A basic description of the study sample is displayed in Table 2. Roughly 50% of the case-control-pairs are male, 48% are 4–6 years, and 52% are 7–8 years old. The case-control pairs show large differences with respect to country of origin, ranging from 39.7% from Italy to 3.9 from Belgium and 2.7% from Sweden.

Table 2. Description of the study sample.

Case-control pairs
N %
Sex
Girls 515 50.3
Boys 509 49.7
Age
4–6 years 494 48.2
7–8 years 530 51.8
Center
Italy 407 39.7
Cyprus 193 18.8
Hungary 135 13.2
Germany 81 7.9
Spain 77 7.5
Estonia 63 6.2
Belgium 40 3.9
Sweden 28 2.7
Total 1,024 100

The investigated early life course risk factors are shown in Table 3. Maternal smoking during pregnancy carried a 50% higher risk of the child being a case. Stratification by sex revealed that this elevated risk was present only in boys (OR = 2.15; 95% CI 1.43–3.23), but not in girls (OR = 1.13; 95% CI 0.78–1.62). The elevated obesity risk of maternal smoking during pregnancy remained practically unchanged when adjusting for parental BMI and parental educational level. Gestational weight gain showed a linear dose-response relationship mounting in a twofold risk of obesity if the mother gained 25 kg and more during pregnancy, which was not explained by maternal BMI. Also, gestational diabetes was associated with an excess risk of 32%. After adjustment for maternal BMI the elevated risk disappeared almost completely (OR = 1.05; 95%CI 0.57–1.94).

Table 3. IOTF obesity risk of early life course factors.

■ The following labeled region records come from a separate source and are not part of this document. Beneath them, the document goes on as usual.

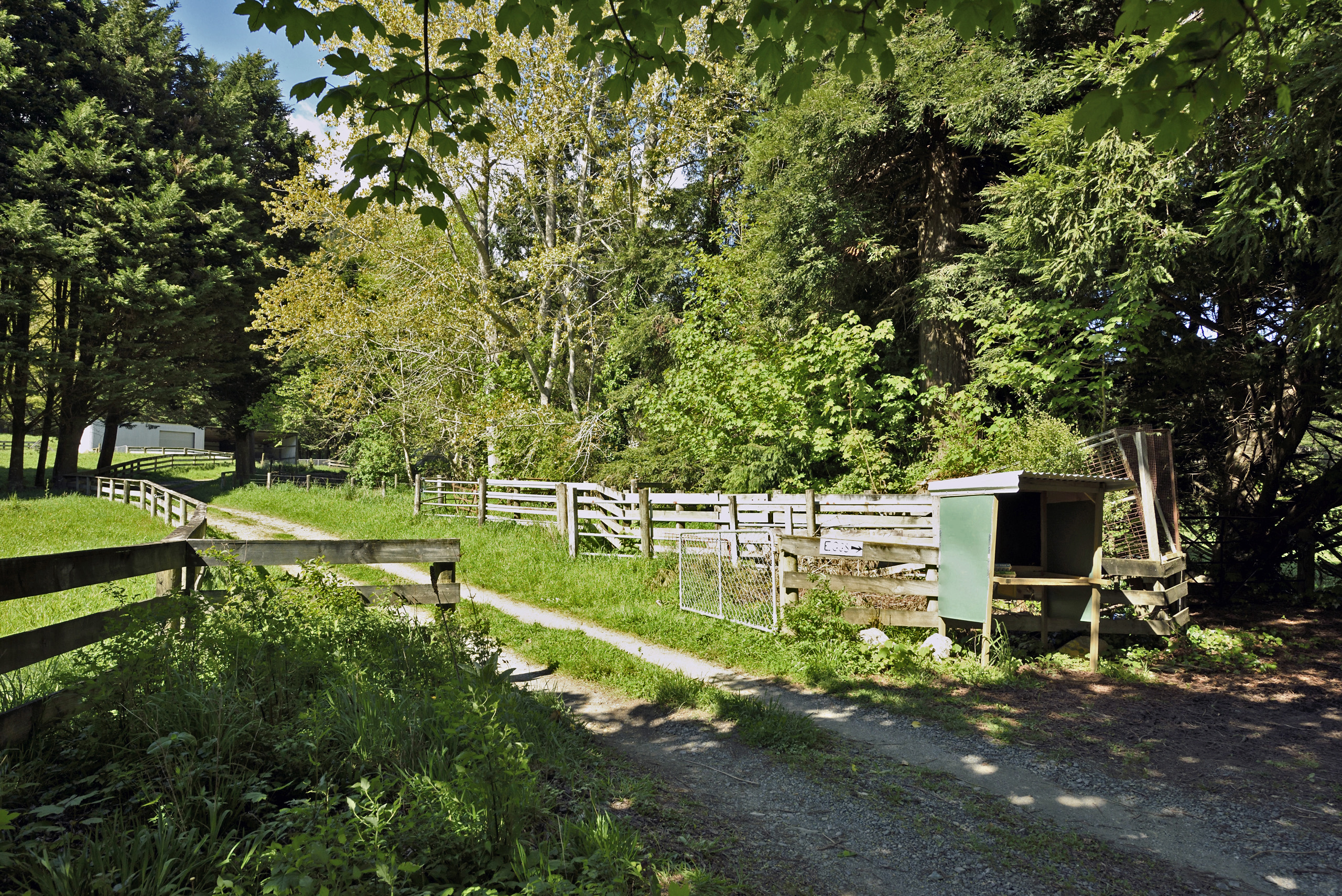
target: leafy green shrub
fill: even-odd
[[[1283,641],[1270,632],[1204,629],[1188,626],[1162,647],[1133,647],[1126,659],[1155,668],[1188,668],[1235,672],[1275,672],[1271,657]]]
[[[906,486],[921,479],[954,479],[998,469],[1039,473],[1088,469],[1088,453],[1078,444],[1080,433],[1043,410],[989,413],[966,392],[951,398],[933,429],[934,449],[907,471]]]
[[[361,435],[345,449],[345,456],[350,461],[349,478],[364,486],[405,476],[405,453],[388,432],[374,429]]]
[[[782,609],[782,620],[800,641],[856,644],[859,626],[843,618],[849,602],[847,592],[835,592],[821,579],[805,597]]]
[[[75,719],[0,765],[0,891],[628,893],[633,832],[565,818],[589,747],[470,610],[417,625],[309,565],[212,570],[86,652]],[[564,783],[569,781],[569,783]],[[521,857],[521,858],[519,858]]]

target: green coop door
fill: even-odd
[[[941,614],[950,620],[984,622],[992,589],[996,495],[957,495],[941,499]]]

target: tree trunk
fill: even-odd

Raw OR OR adjusted for confounding factors
Controls Cases ORa 95% CI ORab 95% CI Adjustment factors
Maternal smoking during pregnancy N % N % Maternal BMI, parental educational level
No 857 88.0 809 83.1 1.00 1.00
Yes 117 12.0 165 16.9 1.52 1.16–1.98 1.50 1.09–2.06
Gestational weight gain in kg N % N % Maternal BMI
<10 179 20.7 160 18.5 0.85 0.65–1.13 0.81 0.59–1.11
10–<15 434 50.1 414 47.8 1.00 1.00
15–<25 225 26.0 245 28.3 1.07 0.84–1.36 1.03 0.79–1.35
> = 25 28 3.2 47 5.4 2.00 1.16–3.45 2.11 1.14–3.89
Gestational diabetes N % N % Maternal BMI
No 999 97.6 991 96.8 1.00 1.00
Yes 25 2.4 33 3.2 1.32 0.79–2.22 1.05 0.57–1.94
Birth weight in kg N % N % Resistance index of the child
<2.5 73 7.6 44 4.5 0.58 0.39–0.86 1.00 0.55–1.82
2.5–4 836 86.8 830 85.3 1.00 1.00
>4 54 5.6 99 10.2 1.83 1.26–2.65 0.99 0.57–1.71
Caesarian section N % N % Maternal BMI, gestational weight gain, initiation of breastfeeding
No 662 70.4 596 62.7 1.00 1.00
Yes 279 29.6 355 37.3 1.43 1.17–1.75 1.27 0.99–1.64
Breastfeeding N % N % Maternal BMI, parental educational level, maternal smoking during pregnancy
No 252 24.6 310 30.3 1.00 1.00
Yes 772 75.4 714 69.7 0.75 0.61–0.91 0.91 0.70–1.18
Breastfeeding duration in months N % N % Maternal BMI, parental educational level, maternal smoking during pregnancy
0 252 24.6 310 30.3 1.00 1.00
>0–3 171 16.7 181 17.7 0.86 0.66–1.12 1.03 0.73–1.44
4–6 311 30.4 276 27.0 0.71 0.56–0.90 0.89 0.66–1.21
7–11 218 21.3 170 16.6 0.62 0.47–0.81 0.70 0.49–0.99
> = 12 72 7.0 87 8.5 0.93 0.65–1.35 1.25 0.80–1.94
Early introduction of solid foods N % N % Parental educational level, duration of breastfeeding
No 955 93.3 931 90.9 1.00 1.00
Yes 69 6.7 93 9.1 1.43 1.02–2.01 1.33 0.93–1.90
a

Analyses were matched on sex, age and country.

b

Analyses were additionally adjusted for putative confounders (see last column).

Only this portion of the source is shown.